More than $ 2 billion of the $ 26 billion deal would not go to states and municipalities at all. It would be used to pay fees and costs for the private attorneys who represent thousands of counties and communities, as well as some states, in the opioid litigation. While many states are represented by their own employed attorneys, others, like most cities and counties, have had to rely on outside legal counsel to handle such a costly, all-consuming litigation.
As the states decide whether to sign up, trials against the companies continue, including one in California state court against Johnson & Johnson and one local trial against the distributors in federal court in West Virginia. At least half a dozen more attempts are scheduled to begin in the fall and early winter.
The plaintiffs’ executive committee, which negotiated on behalf of local governments, said Wednesday’s announcement was a milestone, but “reaching an agreement is only the first step.”
Joe Rice, a senior negotiator on the committee, noted that some states were required to pass laws determining the use of the opioid settlement money and excluding future litigation.

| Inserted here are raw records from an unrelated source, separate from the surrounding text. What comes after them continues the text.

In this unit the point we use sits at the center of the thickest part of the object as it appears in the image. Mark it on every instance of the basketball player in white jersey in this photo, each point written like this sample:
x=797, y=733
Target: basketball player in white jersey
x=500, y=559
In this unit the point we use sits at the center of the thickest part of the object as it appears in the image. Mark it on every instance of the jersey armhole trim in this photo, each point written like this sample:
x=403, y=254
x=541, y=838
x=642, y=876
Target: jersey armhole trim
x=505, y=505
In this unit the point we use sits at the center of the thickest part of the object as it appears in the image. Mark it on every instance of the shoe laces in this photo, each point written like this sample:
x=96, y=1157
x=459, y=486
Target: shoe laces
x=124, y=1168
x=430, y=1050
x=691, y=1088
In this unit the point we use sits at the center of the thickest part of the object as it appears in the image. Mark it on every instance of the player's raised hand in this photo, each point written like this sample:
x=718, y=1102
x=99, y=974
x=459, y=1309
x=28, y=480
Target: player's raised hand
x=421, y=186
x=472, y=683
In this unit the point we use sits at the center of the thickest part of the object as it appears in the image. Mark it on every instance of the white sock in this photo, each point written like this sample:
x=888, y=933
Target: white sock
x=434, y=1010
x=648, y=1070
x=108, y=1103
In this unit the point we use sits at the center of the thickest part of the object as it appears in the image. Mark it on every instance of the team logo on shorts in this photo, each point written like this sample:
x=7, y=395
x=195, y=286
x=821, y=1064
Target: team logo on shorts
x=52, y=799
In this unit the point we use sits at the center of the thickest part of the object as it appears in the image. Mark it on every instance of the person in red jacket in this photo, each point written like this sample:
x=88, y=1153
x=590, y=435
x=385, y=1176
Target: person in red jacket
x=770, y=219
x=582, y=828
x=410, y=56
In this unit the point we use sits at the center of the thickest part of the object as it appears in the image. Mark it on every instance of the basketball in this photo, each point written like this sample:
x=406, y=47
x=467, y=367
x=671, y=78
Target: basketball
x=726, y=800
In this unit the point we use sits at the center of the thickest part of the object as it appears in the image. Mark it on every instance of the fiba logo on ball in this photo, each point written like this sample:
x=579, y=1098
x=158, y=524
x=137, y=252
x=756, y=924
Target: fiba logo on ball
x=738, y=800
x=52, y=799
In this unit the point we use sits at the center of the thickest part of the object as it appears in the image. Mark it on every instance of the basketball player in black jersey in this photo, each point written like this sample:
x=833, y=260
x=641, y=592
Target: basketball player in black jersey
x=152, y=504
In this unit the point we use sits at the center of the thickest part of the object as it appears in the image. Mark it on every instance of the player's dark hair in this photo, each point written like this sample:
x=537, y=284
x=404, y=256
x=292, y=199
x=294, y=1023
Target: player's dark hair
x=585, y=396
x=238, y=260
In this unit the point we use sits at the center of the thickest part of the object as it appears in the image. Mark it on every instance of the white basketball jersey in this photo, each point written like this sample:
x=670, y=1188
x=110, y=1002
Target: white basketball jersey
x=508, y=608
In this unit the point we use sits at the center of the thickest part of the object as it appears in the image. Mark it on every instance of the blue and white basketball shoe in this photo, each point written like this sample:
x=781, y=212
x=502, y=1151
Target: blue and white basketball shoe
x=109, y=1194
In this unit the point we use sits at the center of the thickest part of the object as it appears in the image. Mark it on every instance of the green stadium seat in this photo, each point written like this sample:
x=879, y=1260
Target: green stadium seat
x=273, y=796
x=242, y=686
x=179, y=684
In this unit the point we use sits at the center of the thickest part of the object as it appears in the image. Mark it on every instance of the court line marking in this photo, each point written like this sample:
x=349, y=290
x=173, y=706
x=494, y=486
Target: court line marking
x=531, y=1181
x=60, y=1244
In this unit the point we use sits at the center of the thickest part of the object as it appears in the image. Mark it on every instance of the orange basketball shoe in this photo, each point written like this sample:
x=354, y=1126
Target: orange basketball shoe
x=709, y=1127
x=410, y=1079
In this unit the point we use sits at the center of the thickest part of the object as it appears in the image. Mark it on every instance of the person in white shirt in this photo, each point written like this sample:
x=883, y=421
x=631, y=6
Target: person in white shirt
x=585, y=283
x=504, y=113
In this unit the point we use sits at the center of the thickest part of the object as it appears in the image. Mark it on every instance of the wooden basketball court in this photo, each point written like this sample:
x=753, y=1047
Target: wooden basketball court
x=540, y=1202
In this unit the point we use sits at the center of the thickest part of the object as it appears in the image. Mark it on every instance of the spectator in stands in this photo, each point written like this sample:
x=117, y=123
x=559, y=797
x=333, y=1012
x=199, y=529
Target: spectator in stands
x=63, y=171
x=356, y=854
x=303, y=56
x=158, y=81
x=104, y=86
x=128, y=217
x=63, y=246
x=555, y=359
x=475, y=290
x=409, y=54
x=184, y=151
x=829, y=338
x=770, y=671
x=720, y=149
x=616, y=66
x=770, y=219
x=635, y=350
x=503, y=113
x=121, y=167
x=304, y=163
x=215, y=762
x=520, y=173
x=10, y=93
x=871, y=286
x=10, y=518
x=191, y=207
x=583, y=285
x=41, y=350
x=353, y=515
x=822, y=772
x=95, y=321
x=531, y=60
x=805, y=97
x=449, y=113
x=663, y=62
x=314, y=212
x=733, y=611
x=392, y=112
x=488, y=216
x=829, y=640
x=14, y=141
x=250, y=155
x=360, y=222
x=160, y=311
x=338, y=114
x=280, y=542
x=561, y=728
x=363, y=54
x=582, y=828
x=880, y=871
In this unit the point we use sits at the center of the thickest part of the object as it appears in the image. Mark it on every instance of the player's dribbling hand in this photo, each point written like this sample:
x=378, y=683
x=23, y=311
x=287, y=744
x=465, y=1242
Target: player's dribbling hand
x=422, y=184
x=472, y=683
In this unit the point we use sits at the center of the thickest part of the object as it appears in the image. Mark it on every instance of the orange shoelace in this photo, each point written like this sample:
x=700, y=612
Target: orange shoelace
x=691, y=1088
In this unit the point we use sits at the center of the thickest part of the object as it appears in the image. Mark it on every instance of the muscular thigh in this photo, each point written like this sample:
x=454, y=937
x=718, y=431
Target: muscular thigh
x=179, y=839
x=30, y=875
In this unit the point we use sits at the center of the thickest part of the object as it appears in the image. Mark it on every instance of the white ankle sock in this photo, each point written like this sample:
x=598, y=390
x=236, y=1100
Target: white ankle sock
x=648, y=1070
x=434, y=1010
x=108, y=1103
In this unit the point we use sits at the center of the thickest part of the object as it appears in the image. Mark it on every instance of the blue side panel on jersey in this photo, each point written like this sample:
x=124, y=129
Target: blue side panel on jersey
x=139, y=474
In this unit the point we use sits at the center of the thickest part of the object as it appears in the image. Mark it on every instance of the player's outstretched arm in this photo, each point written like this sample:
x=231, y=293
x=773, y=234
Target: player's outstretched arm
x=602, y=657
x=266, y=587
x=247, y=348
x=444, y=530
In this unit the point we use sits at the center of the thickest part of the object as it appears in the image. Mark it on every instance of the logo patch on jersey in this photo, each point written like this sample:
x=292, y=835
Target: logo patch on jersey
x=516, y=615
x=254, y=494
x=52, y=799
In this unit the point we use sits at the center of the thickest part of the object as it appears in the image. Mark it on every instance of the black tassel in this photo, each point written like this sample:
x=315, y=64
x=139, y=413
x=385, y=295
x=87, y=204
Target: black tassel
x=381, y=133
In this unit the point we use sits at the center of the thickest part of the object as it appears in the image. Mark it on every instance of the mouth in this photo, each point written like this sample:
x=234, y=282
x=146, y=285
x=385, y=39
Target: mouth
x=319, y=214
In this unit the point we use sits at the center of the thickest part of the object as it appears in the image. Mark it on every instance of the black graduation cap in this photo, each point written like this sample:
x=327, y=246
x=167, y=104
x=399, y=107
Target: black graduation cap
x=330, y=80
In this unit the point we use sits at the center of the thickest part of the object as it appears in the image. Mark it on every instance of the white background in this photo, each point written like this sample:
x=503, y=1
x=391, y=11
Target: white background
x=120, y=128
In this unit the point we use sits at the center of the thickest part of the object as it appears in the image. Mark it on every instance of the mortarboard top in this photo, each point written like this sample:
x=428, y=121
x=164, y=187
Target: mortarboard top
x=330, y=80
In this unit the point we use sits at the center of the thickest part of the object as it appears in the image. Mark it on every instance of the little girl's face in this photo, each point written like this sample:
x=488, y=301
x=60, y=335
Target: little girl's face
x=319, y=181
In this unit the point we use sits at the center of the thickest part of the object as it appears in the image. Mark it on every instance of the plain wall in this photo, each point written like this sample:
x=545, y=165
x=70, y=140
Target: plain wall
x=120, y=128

However, he stressed that from the start of the negotiations the payments had been used almost exclusively to fight the opioid epidemic. Mr Rice, who also helped negotiate the Big Tobacco Accords more than 20 years ago, admitted that much of that money was ultimately used to balance national budgets rather than addressing smoking problems.
The new agreement, he said, has much tighter guard rails to ensure funds are used for prevention, treatment, medication, education and other opioid-related issues.
Most states will likely work out their own payout plans with their local governments. Ohio, North Carolina, Arizona, Texas, Florida, and others have already taught internal formulas. Last month, New York lawmakers passed legislation to ensure that any money from the opioid litigation settlement goes into a “locked box” used only to deal with the crisis.